For almost an hour, her vocals coasted over an invisible audience, songs flowing into audience banter and then back into song again. As she started with “Where’s My Voice,” based on a series of poems by her aunt Rachel, her influences popped one by one from the woodwork. Her work is winding and poetic itself; songs off her EP Bluets recall Maggie Nelson's collection of the same name.
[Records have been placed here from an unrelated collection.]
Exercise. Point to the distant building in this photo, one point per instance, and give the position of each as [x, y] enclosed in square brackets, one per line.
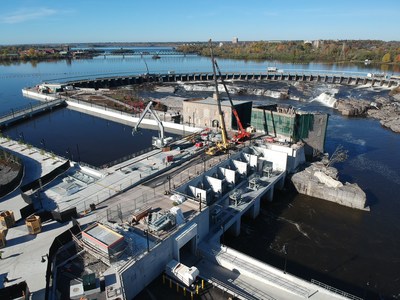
[317, 43]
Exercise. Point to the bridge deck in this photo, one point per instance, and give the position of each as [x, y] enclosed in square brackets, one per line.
[336, 78]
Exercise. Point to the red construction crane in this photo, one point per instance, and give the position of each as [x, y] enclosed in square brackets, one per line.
[242, 134]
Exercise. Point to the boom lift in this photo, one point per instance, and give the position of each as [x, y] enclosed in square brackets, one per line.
[159, 141]
[242, 134]
[222, 146]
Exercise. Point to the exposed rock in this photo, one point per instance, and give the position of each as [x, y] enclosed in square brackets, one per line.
[352, 107]
[322, 182]
[388, 114]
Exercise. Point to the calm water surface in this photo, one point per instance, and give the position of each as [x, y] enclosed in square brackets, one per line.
[353, 250]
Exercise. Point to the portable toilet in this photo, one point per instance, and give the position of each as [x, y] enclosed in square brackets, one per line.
[7, 219]
[34, 224]
[3, 234]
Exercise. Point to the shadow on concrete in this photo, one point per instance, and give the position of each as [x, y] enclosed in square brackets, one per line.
[21, 239]
[51, 226]
[12, 255]
[283, 222]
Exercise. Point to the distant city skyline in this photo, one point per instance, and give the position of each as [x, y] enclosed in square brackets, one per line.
[91, 21]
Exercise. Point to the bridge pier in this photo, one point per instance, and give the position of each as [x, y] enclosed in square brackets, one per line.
[235, 228]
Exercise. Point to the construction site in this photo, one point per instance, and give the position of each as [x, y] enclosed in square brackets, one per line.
[165, 212]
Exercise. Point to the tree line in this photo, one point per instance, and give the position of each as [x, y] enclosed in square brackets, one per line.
[303, 51]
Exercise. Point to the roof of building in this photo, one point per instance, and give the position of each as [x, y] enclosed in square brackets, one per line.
[213, 101]
[103, 234]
The longer one listened, the easier it was to drift, just as one does at an in-person show. There was a heavy-handed nod to The Cranberries’ frontgirl Dolores O'Riordan, and maybe a dash of Sarah McLachlan. But in it, Michaud also brought something that was entirely her own, her voice as clear as a bell and somehow full-lunged at the same time. Guitar, sometimes so close to the recording it got fuzzy, lapped over the vocals like a low, unhurried tide.

Michaud let her shoulders relax a little and coasted into a chorus. Vocals floated. As she played, comments rolled in: one listener noted that she was “waving light slowly back and forth” virtually. Another joked that he’d tried to start a mosh pit to no avail. Another, close to the end of the set, thanked the group for putting on a form of stress relief to the end of their day.

By the time the band announced its song “It’s Been A Long Day,” the title felt prophetic. Michaud, crooning, let her voice carry listeners somewhere far away from the unexpected layoffs, cancelled gigs, back-to-back Zoom conversations, at-home music, art, and school lessons, and pandemonium-laced trips to the grocery store that have defined the last several days. While only a few dozen watched the set live, almost 500 had watched it by midnight Wednesday.

“Thanks for joining us,” she said as more people started watching from as far as Arizona and the West Coast. “Really grateful to be able to do something involving our friends and family even though a lot of us are very far apart for now.”